SG Aachen, Urteil vom 16.08.2011 - S 13 KR 137/11
Fundstelle
openJur 2012, 81742
  • Rkr:
Tenor

Die Klage wird abgewiesen. Kosten haben die Beteiligten einander nicht zu erstatten.

Tatbestand

Die Beteiligten streiten über die Höhe der Beiträge zur Krankenversicherung (KV) und Pflegeversicherung (PV) ab 01.04.2010.

Der am 00.00.0000 geborene Kläger ist ledig und hat ein Kind. Er war bis 31.03.2010 aufgrund einer versicherungspflichtigen Beschäftigung bei der Beklagten versichert. Seit 01.04.2010 ist er bei der Universität eingeschrieben. Er absolviert dort ein Promotionsstudium. Dafür erhält er ab 01.04.2010 von der Hans-Böckler-Stiftung ein Stipendium in Höhe von monatlich 1.460,00 EUR; dieser Betrag setzt sich zusammen aus - Stipendiumsgrundbetrag 1.050,00 EUR - Forschungskostenpauschale 100,00 EUR - Familienzuschlag 155,00 EUR - Kinderbetreuungspauschale 155,00 EUR insgesamt 1.460,00 EUR

Auf mehrfache Hinweise der Beklagten seit März 2010 auf die Möglichkeit freiwilliger Weiterversicherung erhielt die Beklagte erst am 05.07.2010 einen entsprechenden Antrag des Klägers. Diesem war der Stipendiumsbescheid, der letzte Einkommenssteuerbescheid aus dem Jahre 2008, der Einkünfte aus selbstständiger Tätigkeit in Höhe von 6.179,00 EUR auswies, und die Angabe des Klägers, als Betreuer wöchentlich fünf Stunden zu arbeiten und daraus monatlich ca. 300,00 EUR zu beziehen, beigefügt.

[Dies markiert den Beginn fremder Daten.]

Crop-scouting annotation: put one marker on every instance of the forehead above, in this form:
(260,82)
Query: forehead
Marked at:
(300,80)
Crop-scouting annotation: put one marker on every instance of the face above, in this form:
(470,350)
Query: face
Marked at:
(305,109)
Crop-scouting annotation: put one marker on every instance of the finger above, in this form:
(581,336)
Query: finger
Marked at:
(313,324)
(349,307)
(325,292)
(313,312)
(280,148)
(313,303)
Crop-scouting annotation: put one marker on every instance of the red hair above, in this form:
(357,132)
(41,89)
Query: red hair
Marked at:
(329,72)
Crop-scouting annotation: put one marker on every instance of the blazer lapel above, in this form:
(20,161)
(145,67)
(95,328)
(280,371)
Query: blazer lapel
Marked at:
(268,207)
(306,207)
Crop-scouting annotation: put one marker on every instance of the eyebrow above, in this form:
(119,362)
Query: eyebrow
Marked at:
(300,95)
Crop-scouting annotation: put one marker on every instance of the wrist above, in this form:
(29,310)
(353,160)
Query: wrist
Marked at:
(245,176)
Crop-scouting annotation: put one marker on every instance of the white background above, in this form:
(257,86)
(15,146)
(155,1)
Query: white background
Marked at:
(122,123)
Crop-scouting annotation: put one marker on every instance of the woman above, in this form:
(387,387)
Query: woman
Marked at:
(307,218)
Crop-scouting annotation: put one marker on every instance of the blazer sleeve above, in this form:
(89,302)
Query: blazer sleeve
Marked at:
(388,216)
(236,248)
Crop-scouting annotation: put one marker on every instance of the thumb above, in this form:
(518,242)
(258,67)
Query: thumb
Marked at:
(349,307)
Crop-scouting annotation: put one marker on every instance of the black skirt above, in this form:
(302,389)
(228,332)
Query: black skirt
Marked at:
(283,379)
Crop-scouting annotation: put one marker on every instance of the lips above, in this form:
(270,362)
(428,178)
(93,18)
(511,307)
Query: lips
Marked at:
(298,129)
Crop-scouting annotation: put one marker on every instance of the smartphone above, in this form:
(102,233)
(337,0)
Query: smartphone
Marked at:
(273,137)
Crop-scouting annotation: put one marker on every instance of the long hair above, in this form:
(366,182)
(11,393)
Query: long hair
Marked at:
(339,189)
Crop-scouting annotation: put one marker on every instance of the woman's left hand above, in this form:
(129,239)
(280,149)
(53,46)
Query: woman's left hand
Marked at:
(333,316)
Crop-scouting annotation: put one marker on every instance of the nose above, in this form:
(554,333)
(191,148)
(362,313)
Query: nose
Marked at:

Durch bestandskräftigen Bescheid vom 08.07.2010 lehnte die Beklagte den Antrag auf freiwillige Weiterversicherung ab 01.04.2010 wegen Versäumung der 3-Monate-Frist ab.

Durch Bescheid vom 14.07.2010 stellte die Beklagte – zugleich im Namen der Pflegekasse - eine Pflichtversicherung des Klägers nach § 5 Abs. 1 Nr. 13 Fünftes Buch Sozialgesetzbuch (SGB V; sog. "Bürgerversicherung") ab 01.04.2010 fest. Sie erhob einen KV-Beitrag von 282,41 EUR und einen PV-Beitrag von 38,51 EUR, insgesamt monatlich 320,92 EUR. Grundlage dieser Beitragsbemessung waren - das Einkommen l. t. ESt-Bescheid 2008 (6.179,00 EUR: 12) 514,92 EUR - Promotionsstipendium 1.460,00 EUR 1.974,92 EUR. Dagegen erhob der Kläger am 20.07.2010 Widerspruch. Er trug vor, neben seinem geringen Einkommen von 300,00 EUR kein beitragspflichtiges Einkommen zu haben. Abgesehen davon, dass von dem Promotionsstipendiumsbetrag 410,00 EUR zweckgebunden für Forschung, Familienzuschlag bzw. Kinderbetreuung seien, habe das Sozialgericht (SG) Hannover entschieden, dass ein Promotionsstipendium kein beitragspflichtiges Einkommen sei. Das SG habe unter Berufung auf die Rechtsprechung des Bundessozialgerichts (BSG) dargelegt, dass die beitragspflichtigen Einnahmen durch Satzungsregelung ausreichend bestimmt sein müssten. Eine solche Satzungsregelung der Beklagten fehle. Soweit die Satzung auf die "Beitragsverfahrensgrundsätze Selbstzahler" des GKV-Spitzenverbandes Bezug nehme, enthielten auch diese keine ausdrücklichen Regelungen. Beim Promotionsstipendium handele es sich um eine Einnahme, die von der Rechtsprechung noch nicht als beitragspflichtig anerkannt sei, sodass eine konkretisierende Regelung erforderlich sei, damit die Mitglieder erkennen könnten, mit welchen Beiträgen sie zu rechnen hätten.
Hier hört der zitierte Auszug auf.